Filling Missing Time Series Data Using pandas reindex and date_range
When analyzing sales data from an e-commerce site, there might be missing data for holidays. During analysis, it can be inconvenient to have missing dates, so we use pandas’ reindex and date_range to fill these gaps with a specific value, such as 0.
github
- The Jupyter notebook file is available on github here
google colaboratory
- To run on Google Colaboratory, use this link
Execution Environment
!sw_vers
ProductName: macOS
ProductVersion: 11.6.7
BuildVersion: 20G630
!python -V
Python 3.8.13
Prepare a DataFrame with missing time series data.
import pandas as pd
df = pd.DataFrame({
'sales': [i + 1 for i in range(5)],
'date': pd.to_datetime(['2022-07-01', '2022-07-02', '2022-07-05', '2022-07-06', '2022-07-09'])
})
df
sales | date | |
---|---|---|
0 | 1 | 2022-07-01 |
1 | 2 | 2022-07-02 |
2 | 3 | 2022-07-05 |
3 | 4 | 2022-07-06 |
4 | 5 | 2022-07-09 |
Data like this is common for stores that are closed on weekends or have specific days off. Missing dates in time series data can be inconvenient during analysis, so our goal is to fill these gaps.
date_range
pandas has a function called date_range that creates a series of continuous daily data. You can set the start and end dates and specify the frequency. For example, setting freq to ‘60min’ creates a datetime list at hourly intervals, and ‘240min’ creates one at 4-hour intervals.
pd.date_range('2022-07-01', '2022-07-02', freq='60min')
DatetimeIndex(['2022-07-01 00:00:00', '2022-07-01 01:00:00',
'2022-07-01 02:00:00', '2022-07-01 03:00:00',
'2022-07-01 04:00:00', '2022-07-01 05:00:00',
'2022-07-01 06:00:00', '2022-07-01 07:00:00',
'2022-07-01 08:00:00', '2022-07-01 09:00:00',
'2022-07-01 10:00:00', '2022-07-01 11:00:00',
'2022-07-01 12:00:00', '2022-07-01 13:00:00',
'2022-07-01 14:00:00', '2022-07-01 15:00:00',
'2022-07-01 16:00:00', '2022-07-01 17:00:00',
'2022-07-01 18:00:00', '2022-07-01 19:00:00',
'2022-07-01 20:00:00', '2022-07-01 21:00:00',
'2022-07-01 22:00:00', '2022-07-01 23:00:00',
'2022-07-02 00:00:00'],
dtype='datetime64[ns]', freq='60T')
pd.date_range('2022-07-01', '2022-07-02', freq='240min')
DatetimeIndex(['2022-07-01 00:00:00', '2022-07-01 04:00:00',
'2022-07-01 08:00:00', '2022-07-01 12:00:00',
'2022-07-01 16:00:00', '2022-07-01 20:00:00',
'2022-07-02 00:00:00'],
dtype='datetime64[ns]', freq='240T')
reindex
Using date_range and reindex, we can fill in missing data. reindex assigns values where the index is set and assigns NaN where values are missing. You can specify the fill value for missing data using the fill_value parameter. In this case, we’ll fill with 0.

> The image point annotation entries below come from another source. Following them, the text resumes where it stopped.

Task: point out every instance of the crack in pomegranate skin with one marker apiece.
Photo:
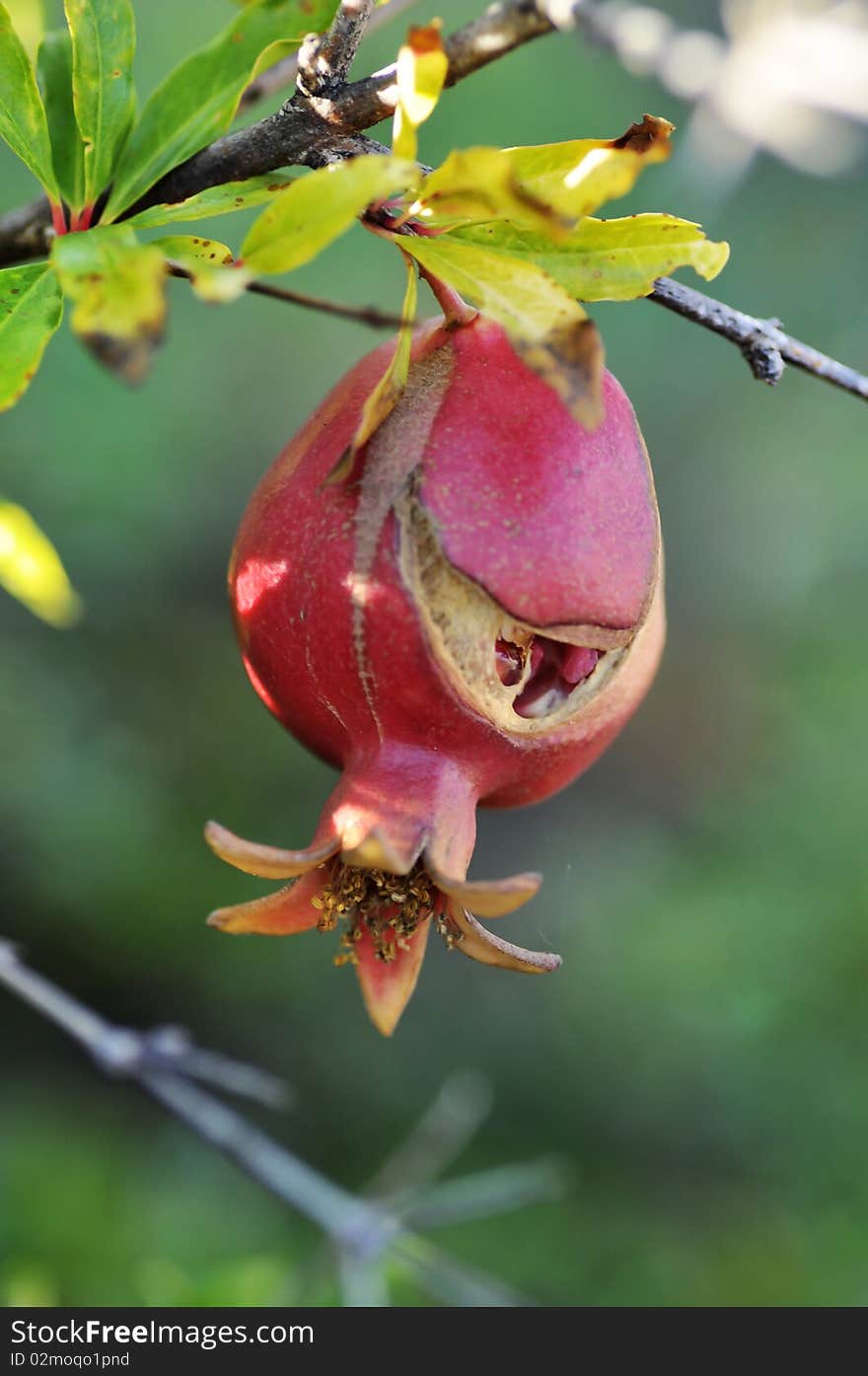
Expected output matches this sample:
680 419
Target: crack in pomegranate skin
553 671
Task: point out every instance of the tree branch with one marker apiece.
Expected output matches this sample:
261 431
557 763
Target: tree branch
282 75
325 59
763 343
370 316
300 134
365 1232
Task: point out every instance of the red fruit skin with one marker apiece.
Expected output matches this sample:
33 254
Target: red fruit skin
557 525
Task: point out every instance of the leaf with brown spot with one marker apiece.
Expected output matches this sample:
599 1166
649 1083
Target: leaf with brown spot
641 136
118 289
31 310
549 329
571 362
420 75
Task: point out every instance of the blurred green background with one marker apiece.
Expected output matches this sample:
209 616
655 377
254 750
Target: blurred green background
700 1058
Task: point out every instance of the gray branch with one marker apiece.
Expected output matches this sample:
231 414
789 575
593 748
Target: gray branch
765 345
311 131
166 1064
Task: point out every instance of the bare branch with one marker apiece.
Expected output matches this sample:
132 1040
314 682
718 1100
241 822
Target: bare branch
163 1062
765 345
282 75
316 131
25 233
325 59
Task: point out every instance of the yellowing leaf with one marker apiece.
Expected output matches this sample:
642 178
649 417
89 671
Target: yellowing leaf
575 178
607 260
104 35
215 199
520 296
31 568
547 326
318 208
31 310
118 289
481 184
388 390
55 76
420 75
209 263
197 101
23 114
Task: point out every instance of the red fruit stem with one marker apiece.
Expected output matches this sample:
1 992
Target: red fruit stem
456 310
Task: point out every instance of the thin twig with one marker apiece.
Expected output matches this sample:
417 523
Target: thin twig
765 345
359 1228
370 316
325 58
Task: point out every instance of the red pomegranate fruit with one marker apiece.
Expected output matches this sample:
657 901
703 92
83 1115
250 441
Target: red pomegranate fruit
470 619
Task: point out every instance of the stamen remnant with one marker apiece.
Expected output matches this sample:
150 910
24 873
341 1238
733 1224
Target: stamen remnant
391 905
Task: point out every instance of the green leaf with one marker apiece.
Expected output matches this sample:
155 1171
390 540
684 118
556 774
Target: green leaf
209 263
31 310
607 260
29 20
577 178
104 35
519 295
31 568
23 114
318 208
118 289
215 199
388 390
55 73
197 101
549 329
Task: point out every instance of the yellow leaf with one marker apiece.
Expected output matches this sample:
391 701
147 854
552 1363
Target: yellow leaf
31 568
420 76
483 184
318 208
209 263
118 289
606 260
388 390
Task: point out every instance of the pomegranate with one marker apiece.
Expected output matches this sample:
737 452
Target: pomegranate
470 620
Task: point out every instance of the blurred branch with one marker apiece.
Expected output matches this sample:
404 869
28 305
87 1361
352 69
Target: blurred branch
763 343
370 316
282 75
365 1233
304 132
314 131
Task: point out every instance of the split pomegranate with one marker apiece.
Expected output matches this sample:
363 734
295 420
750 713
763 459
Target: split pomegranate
470 619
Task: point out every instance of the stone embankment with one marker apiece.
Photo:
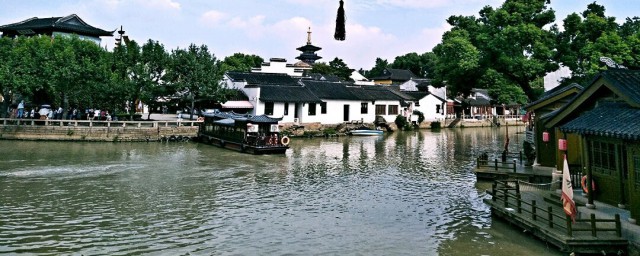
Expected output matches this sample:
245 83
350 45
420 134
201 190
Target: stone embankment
81 130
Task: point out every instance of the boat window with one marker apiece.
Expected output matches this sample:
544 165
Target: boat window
312 109
268 108
364 108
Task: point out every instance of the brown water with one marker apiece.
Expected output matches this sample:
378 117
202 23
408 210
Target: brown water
407 193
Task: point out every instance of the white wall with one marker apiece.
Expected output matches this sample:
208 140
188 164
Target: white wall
428 108
280 66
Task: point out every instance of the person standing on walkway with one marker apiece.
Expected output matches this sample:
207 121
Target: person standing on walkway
21 109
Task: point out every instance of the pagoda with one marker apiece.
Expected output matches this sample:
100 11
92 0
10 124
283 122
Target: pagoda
308 54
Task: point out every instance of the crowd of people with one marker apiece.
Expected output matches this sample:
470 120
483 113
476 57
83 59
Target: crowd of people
47 112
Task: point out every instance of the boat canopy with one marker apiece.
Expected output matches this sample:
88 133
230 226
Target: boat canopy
242 118
225 122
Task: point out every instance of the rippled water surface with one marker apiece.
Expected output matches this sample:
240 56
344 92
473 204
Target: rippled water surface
407 193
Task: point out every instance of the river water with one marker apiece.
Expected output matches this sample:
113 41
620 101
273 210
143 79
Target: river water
406 193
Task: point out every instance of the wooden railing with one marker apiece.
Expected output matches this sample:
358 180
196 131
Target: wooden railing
481 162
93 123
511 197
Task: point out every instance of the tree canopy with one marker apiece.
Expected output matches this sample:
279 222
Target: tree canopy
504 50
592 35
336 67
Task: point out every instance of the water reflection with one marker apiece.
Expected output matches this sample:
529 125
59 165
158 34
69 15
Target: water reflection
402 193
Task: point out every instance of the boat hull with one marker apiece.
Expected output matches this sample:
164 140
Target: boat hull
366 132
243 147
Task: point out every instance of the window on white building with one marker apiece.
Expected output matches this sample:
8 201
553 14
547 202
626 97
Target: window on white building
312 109
393 109
268 108
364 108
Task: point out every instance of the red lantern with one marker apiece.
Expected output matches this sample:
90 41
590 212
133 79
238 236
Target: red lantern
562 144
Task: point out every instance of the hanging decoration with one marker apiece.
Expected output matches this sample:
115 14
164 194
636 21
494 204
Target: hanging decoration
340 34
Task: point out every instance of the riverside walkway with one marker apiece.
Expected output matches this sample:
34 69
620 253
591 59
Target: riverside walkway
537 209
512 168
164 128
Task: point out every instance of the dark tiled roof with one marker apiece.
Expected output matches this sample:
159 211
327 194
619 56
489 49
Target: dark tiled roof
370 93
627 82
615 120
396 75
71 24
297 94
330 90
242 117
419 95
238 95
407 95
263 78
554 92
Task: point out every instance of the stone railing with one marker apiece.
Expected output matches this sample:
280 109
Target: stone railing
88 130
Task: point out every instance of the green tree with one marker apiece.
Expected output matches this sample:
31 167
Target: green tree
378 68
336 67
458 64
240 62
421 65
340 69
509 44
588 37
31 72
7 75
321 68
195 73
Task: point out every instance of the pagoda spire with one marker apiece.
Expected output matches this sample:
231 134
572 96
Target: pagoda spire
308 54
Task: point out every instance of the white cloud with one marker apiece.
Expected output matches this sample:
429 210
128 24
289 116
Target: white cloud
161 4
212 17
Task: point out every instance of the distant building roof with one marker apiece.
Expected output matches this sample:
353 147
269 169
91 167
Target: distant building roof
263 78
393 74
296 94
68 24
623 83
608 119
330 90
558 90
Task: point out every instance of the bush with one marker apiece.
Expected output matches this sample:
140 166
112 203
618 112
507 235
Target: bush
420 116
330 131
402 123
529 152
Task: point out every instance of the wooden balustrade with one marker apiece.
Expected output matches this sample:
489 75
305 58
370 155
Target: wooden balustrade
511 197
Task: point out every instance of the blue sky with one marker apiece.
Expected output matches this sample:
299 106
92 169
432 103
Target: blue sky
275 28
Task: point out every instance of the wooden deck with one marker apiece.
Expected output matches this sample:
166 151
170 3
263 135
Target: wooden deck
534 210
512 168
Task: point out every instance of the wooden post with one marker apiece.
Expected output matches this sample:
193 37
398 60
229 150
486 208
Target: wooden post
506 198
569 231
593 225
618 227
520 156
550 215
494 195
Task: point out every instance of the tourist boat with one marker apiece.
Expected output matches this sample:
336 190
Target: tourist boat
365 131
244 133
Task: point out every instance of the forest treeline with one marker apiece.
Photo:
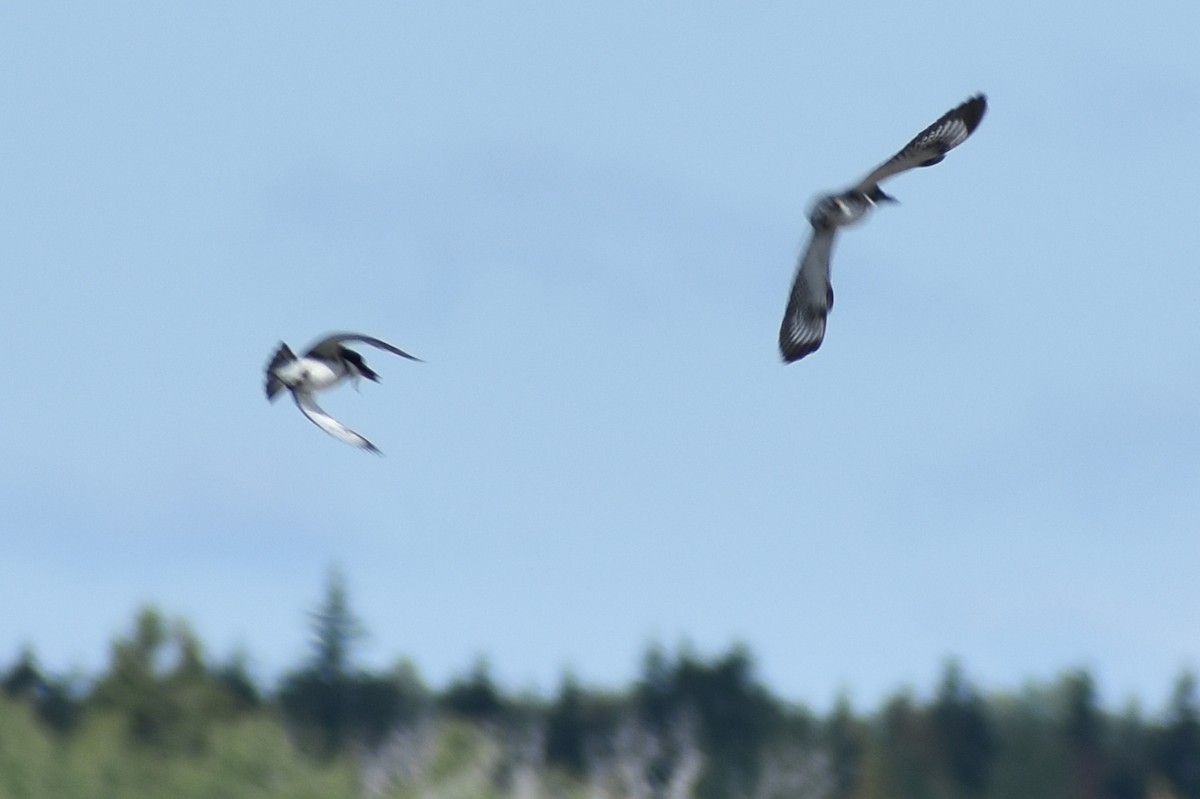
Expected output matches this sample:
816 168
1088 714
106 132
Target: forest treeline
165 720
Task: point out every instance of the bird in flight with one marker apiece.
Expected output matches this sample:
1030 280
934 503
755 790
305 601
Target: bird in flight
811 296
322 367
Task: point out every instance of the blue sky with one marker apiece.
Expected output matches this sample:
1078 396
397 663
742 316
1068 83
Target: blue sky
586 221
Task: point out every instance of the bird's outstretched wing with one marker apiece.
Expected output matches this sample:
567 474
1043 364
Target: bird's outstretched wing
283 355
329 344
310 408
930 145
811 298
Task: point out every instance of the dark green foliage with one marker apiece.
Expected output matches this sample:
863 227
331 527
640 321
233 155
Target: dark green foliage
52 698
843 737
1177 752
736 716
961 731
331 706
474 697
161 720
160 685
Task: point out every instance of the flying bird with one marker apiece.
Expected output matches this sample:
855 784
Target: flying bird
322 367
811 298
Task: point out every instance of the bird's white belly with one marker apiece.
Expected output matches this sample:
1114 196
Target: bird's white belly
310 374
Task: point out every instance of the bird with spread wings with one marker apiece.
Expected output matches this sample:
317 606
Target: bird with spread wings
804 322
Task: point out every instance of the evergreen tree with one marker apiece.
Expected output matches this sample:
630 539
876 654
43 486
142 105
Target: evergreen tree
1083 728
475 696
159 684
844 739
963 732
330 703
1179 746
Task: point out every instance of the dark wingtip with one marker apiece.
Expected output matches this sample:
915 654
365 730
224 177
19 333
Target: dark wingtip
973 110
792 355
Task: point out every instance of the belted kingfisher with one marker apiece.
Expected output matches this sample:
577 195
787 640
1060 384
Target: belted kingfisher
811 298
322 367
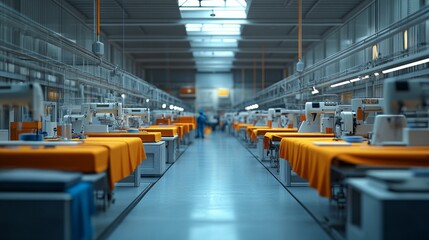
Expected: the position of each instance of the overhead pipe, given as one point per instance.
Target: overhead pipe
(300, 64)
(97, 46)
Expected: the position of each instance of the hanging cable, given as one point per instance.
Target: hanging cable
(300, 64)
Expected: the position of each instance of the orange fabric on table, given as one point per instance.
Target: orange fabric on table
(81, 158)
(144, 136)
(249, 130)
(277, 136)
(261, 131)
(184, 125)
(239, 126)
(165, 131)
(314, 162)
(118, 159)
(135, 149)
(187, 119)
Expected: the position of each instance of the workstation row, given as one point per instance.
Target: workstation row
(360, 169)
(75, 179)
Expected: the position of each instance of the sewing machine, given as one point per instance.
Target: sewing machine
(283, 118)
(258, 117)
(359, 119)
(29, 95)
(406, 118)
(319, 117)
(137, 117)
(163, 117)
(102, 117)
(76, 120)
(241, 117)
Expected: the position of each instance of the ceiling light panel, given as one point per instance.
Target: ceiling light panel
(213, 54)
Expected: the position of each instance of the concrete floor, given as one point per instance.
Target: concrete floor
(218, 190)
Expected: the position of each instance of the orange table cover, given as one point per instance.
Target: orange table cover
(277, 136)
(126, 154)
(144, 136)
(166, 131)
(81, 158)
(238, 126)
(191, 120)
(314, 162)
(184, 125)
(261, 131)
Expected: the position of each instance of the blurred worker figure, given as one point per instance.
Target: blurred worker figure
(201, 122)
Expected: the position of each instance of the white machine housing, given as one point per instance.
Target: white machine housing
(137, 117)
(102, 111)
(258, 118)
(171, 114)
(76, 120)
(403, 98)
(29, 95)
(282, 117)
(318, 117)
(360, 119)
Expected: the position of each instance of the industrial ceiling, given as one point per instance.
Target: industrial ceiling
(184, 34)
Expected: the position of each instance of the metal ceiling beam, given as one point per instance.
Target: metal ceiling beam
(139, 38)
(243, 21)
(277, 67)
(198, 59)
(210, 49)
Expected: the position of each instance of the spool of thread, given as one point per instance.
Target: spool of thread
(67, 131)
(30, 137)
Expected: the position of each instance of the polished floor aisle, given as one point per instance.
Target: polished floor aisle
(218, 190)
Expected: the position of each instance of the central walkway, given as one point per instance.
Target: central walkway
(218, 190)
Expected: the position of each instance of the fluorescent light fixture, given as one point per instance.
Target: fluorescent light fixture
(251, 107)
(213, 54)
(355, 79)
(406, 66)
(315, 91)
(340, 83)
(218, 3)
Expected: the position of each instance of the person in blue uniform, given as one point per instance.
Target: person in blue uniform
(201, 122)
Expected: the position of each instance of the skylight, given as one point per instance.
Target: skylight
(213, 54)
(213, 28)
(212, 3)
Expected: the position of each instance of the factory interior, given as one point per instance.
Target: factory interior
(214, 119)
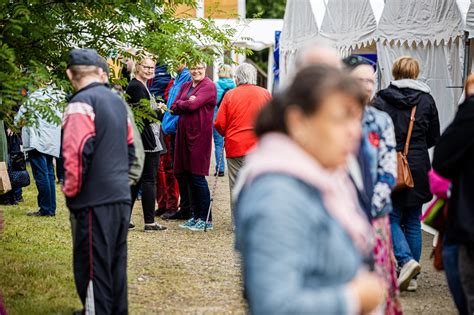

start_time = df['date'].tolist()[0]
end_time = df['date'].tolist()[-1]
time_list = pd.date_range(start_time, end_time, freq='1d')
df.set_index('date').reindex(time_list, fill_value=0)
sales | |
---|---|
2022-07-01 | 1 |
2022-07-02 | 2 |
2022-07-03 | 0 |
2022-07-04 | 0 |
2022-07-05 | 3 |
2022-07-06 | 4 |
2022-07-07 | 0 |
2022-07-08 | 0 |
2022-07-09 | 5 |
Missing data for 7/3 and 7/4, etc., has been filled with 0.
Although it doesn’t make much sense, you can reorder the data based on the list provided to reindex. By using time_list[::-1], you can reverse the order.
df.set_index('date').reindex(time_list[::-1], fill_value=0)
sales | |
---|---|
2022-07-09 | 5 |
2022-07-08 | 0 |
2022-07-07 | 0 |
2022-07-06 | 4 |
2022-07-05 | 3 |
2022-07-04 | 0 |
2022-07-03 | 0 |
2022-07-02 | 2 |
2022-07-01 | 1 |
Since both date_range and reindex are not used frequently, make sure to remember how to use them.